La Dogana riscuoteva un tributo commisurato al numero dei capi condotti al pascolo, detto fida, in cambio del quale l'organismo statale assicurava erbaggi sufficienti, percorsi ampi e sicuri ed una certa quantità di sale; ai proprietari di animali ed al personale addetto al bestiame garantiva protezione armata lungo i tratturi, panetterie diffuse in tutto il Tavoliere di Puglia, con prezzo del pane calmierato, chiese e taverne di campagna e, cosa molto importante, la possibilità di poter ricorrere al tribunale della dogana per le questioni di giustizia, anche private. 

 

 
 

Il Tavoliere di Puglia (così si chiamava il territorio destinato al pascolo) era giunto a comprendere, nel corso della storia, oltre ai territori della Daunia, anche gran parte di quelli della Terra di Bari e della Terra d'Otranto. Era ripartito in 23 locazioni generali ed in 20 locazioni aggiunte all'interno delle quali si trovavano numerose poste (per maggiori informazioni vedi: amarterra).

In una di queste locazioni, la “Locatione di Andria”, si trovava la “Posta di Santa Croce”, come risulta da una cartina del 1686 oggi conservata presso l’Archivio di Stato di Foggia.

Una chiesetta rurale adiacente alla Posta fu inglobata nell’edificio tra la fine del 1700 e gli inizi del 1800. Nel 1811 venne eretta una nuova chiesa, dedicata alla S. Croce ed al Beato Pietro d’Alcantara.

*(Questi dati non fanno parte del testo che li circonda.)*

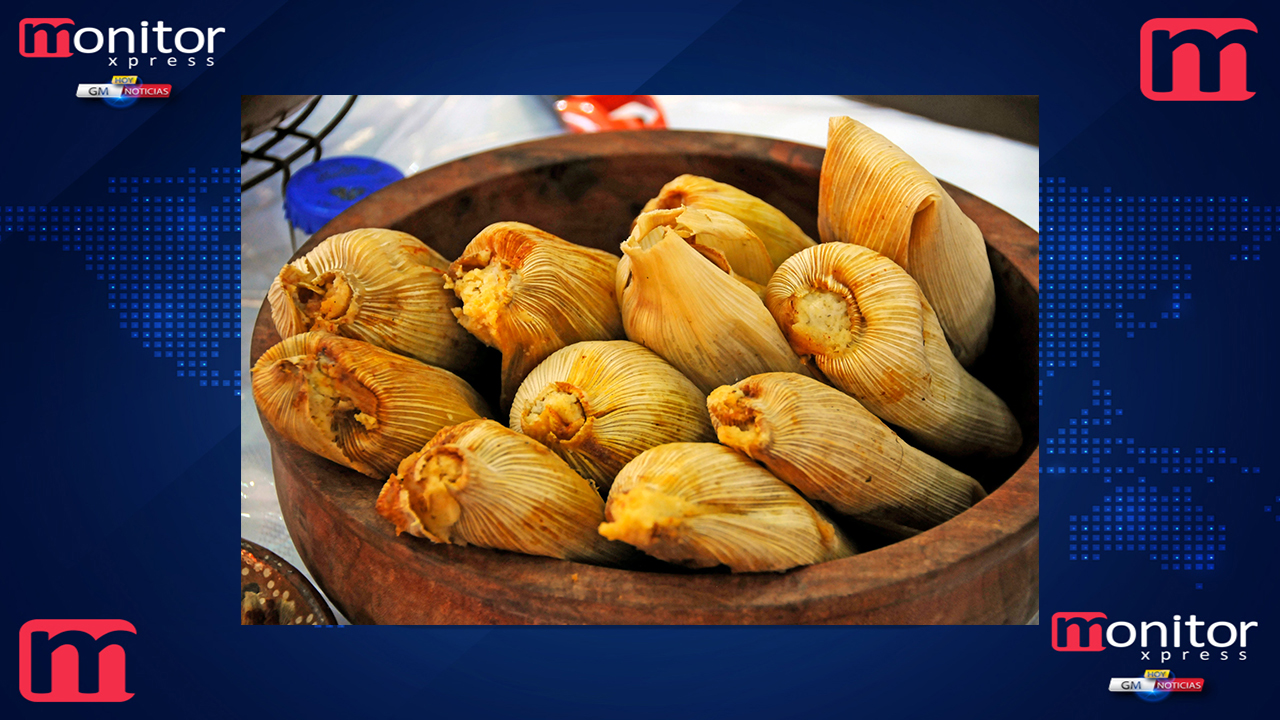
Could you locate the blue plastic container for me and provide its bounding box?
[284,155,404,234]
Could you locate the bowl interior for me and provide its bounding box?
[251,131,1039,594]
[363,142,1039,492]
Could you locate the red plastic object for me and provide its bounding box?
[556,95,667,132]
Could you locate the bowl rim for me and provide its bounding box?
[251,129,1039,621]
[241,538,338,625]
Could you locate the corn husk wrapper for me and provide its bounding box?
[644,176,815,266]
[268,228,480,372]
[447,223,623,407]
[707,373,987,536]
[617,227,809,393]
[511,340,716,492]
[600,442,855,573]
[378,420,630,564]
[818,118,996,366]
[765,242,1023,457]
[252,332,489,480]
[631,208,777,286]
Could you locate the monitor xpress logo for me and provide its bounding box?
[18,18,227,68]
[1050,612,1258,661]
[18,620,137,702]
[1140,18,1258,100]
[18,18,76,58]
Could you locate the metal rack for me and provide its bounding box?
[241,95,358,195]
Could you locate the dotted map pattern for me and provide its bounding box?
[0,168,241,397]
[1038,177,1280,588]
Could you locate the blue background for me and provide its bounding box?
[0,1,1280,717]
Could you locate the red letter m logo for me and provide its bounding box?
[18,620,137,702]
[18,18,76,58]
[1139,18,1258,100]
[1052,612,1107,652]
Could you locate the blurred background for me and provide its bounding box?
[241,95,1039,621]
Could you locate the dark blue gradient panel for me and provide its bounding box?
[0,0,1280,717]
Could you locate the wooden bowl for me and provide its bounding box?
[251,131,1039,624]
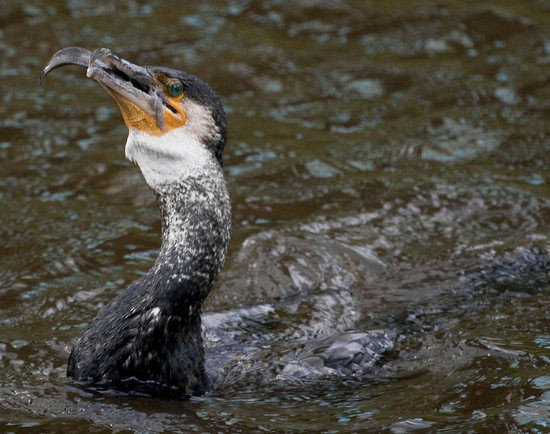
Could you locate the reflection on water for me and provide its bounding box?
[0,0,550,432]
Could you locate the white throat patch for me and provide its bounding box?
[126,101,218,192]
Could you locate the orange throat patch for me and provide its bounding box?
[108,89,187,137]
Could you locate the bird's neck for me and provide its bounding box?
[150,164,231,308]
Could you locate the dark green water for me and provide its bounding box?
[0,0,550,432]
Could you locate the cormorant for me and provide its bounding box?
[41,47,395,395]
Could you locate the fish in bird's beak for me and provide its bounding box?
[40,47,187,136]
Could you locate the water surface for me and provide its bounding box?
[0,0,550,432]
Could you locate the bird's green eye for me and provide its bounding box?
[168,82,183,98]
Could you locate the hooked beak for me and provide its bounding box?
[40,47,186,135]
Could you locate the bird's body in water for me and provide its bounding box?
[44,48,231,394]
[42,47,548,396]
[42,47,393,395]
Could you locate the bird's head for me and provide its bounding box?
[41,47,226,191]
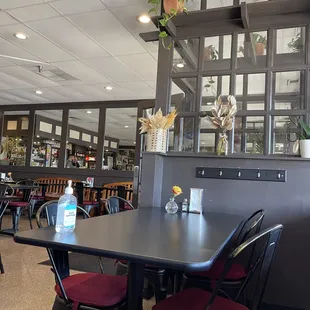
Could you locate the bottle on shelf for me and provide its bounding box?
[182,198,189,212]
[55,180,77,233]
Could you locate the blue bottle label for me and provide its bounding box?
[64,205,76,229]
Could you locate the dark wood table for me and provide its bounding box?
[14,208,243,310]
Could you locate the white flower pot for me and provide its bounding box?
[299,140,310,158]
[146,129,167,153]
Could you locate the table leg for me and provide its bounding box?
[127,262,144,310]
[50,250,70,279]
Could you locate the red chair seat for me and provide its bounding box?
[83,200,99,206]
[9,201,29,208]
[189,261,247,281]
[55,273,127,309]
[152,288,249,310]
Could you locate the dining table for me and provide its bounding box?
[14,207,244,310]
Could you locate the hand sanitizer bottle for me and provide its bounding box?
[56,180,77,233]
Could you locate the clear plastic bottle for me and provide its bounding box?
[182,198,188,212]
[55,180,77,233]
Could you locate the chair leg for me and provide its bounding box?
[0,254,4,274]
[27,205,32,229]
[11,207,21,231]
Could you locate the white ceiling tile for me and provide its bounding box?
[101,0,145,8]
[7,3,60,22]
[117,53,157,80]
[0,0,44,10]
[85,57,140,82]
[51,0,105,15]
[0,12,18,26]
[0,66,58,87]
[0,71,34,89]
[54,61,110,83]
[6,89,50,103]
[69,10,145,55]
[27,17,109,59]
[0,24,75,62]
[119,82,155,99]
[91,83,137,100]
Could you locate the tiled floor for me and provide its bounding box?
[0,216,153,310]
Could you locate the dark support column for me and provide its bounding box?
[58,108,69,168]
[155,37,173,114]
[96,108,106,171]
[25,110,35,167]
[127,262,144,310]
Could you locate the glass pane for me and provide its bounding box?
[0,111,28,166]
[237,31,267,68]
[248,73,265,95]
[169,117,194,152]
[65,109,99,169]
[203,35,232,70]
[171,78,197,112]
[31,110,62,168]
[172,39,199,73]
[272,116,303,155]
[201,75,230,111]
[103,108,136,171]
[274,27,306,65]
[199,133,215,153]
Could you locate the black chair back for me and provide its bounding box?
[106,196,134,214]
[36,200,90,228]
[205,225,283,310]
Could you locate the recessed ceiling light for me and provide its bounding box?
[137,14,151,24]
[14,32,28,40]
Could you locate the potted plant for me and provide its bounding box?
[294,120,310,158]
[287,32,304,53]
[148,0,194,50]
[238,33,267,56]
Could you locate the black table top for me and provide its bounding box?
[14,208,243,271]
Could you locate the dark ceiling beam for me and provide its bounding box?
[139,30,159,42]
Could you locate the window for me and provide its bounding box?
[169,23,310,155]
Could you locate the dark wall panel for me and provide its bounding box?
[140,154,310,309]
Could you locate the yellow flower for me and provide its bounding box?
[172,186,183,196]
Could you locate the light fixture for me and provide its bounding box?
[137,14,151,24]
[14,32,28,40]
[177,62,185,68]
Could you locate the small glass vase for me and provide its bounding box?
[216,132,228,156]
[165,197,179,214]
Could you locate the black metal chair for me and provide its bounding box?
[36,200,127,310]
[105,196,169,302]
[183,209,266,296]
[153,225,283,310]
[75,182,100,214]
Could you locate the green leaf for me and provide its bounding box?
[159,19,167,27]
[159,31,168,38]
[299,119,310,137]
[148,8,157,14]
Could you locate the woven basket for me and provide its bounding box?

Nel 1856 fu realizzata al primo piano un piccola dimora padronale, curiosamente impreziosita da affreschi dei pittori locali Santoro, padre e figlio. Persa la sua originaria funzione di “Posta”, la struttura, infatti, venne “riconvertita” in masseria ed una delle stalle venne adibita a frantoio (l’antica macina è ancora visibile all’esterno dell’edificio).

Nel 1952 forti piogge causarono il crollo della cisterna (vi confluivano, grazie ad un sistema di canali sotterranei, tutte le acque piovane del terrazzo), oggi ricostruita ed in parte restituita all’originaria funzione.

L’edificio ed il terreno circostante appartengono alla stessa famiglia dalla fine del 1700.

In un paio di fotografie scattate nel 1913 davanti a Posta S. Croce si scorge Armando Perotti, storico e poeta barese, attentissimo alla tutela della memoria storica della Puglia. Ci piace pensare che alcune delle sue poesie, soprattutto quelle dedicate ai mesi dell’anno, siano state ispirate dalla natura e dal paesaggio di questo luogo. Per questo conserviamo i suoi scritti e li mettiamo a disposizione dei nostri ospiti.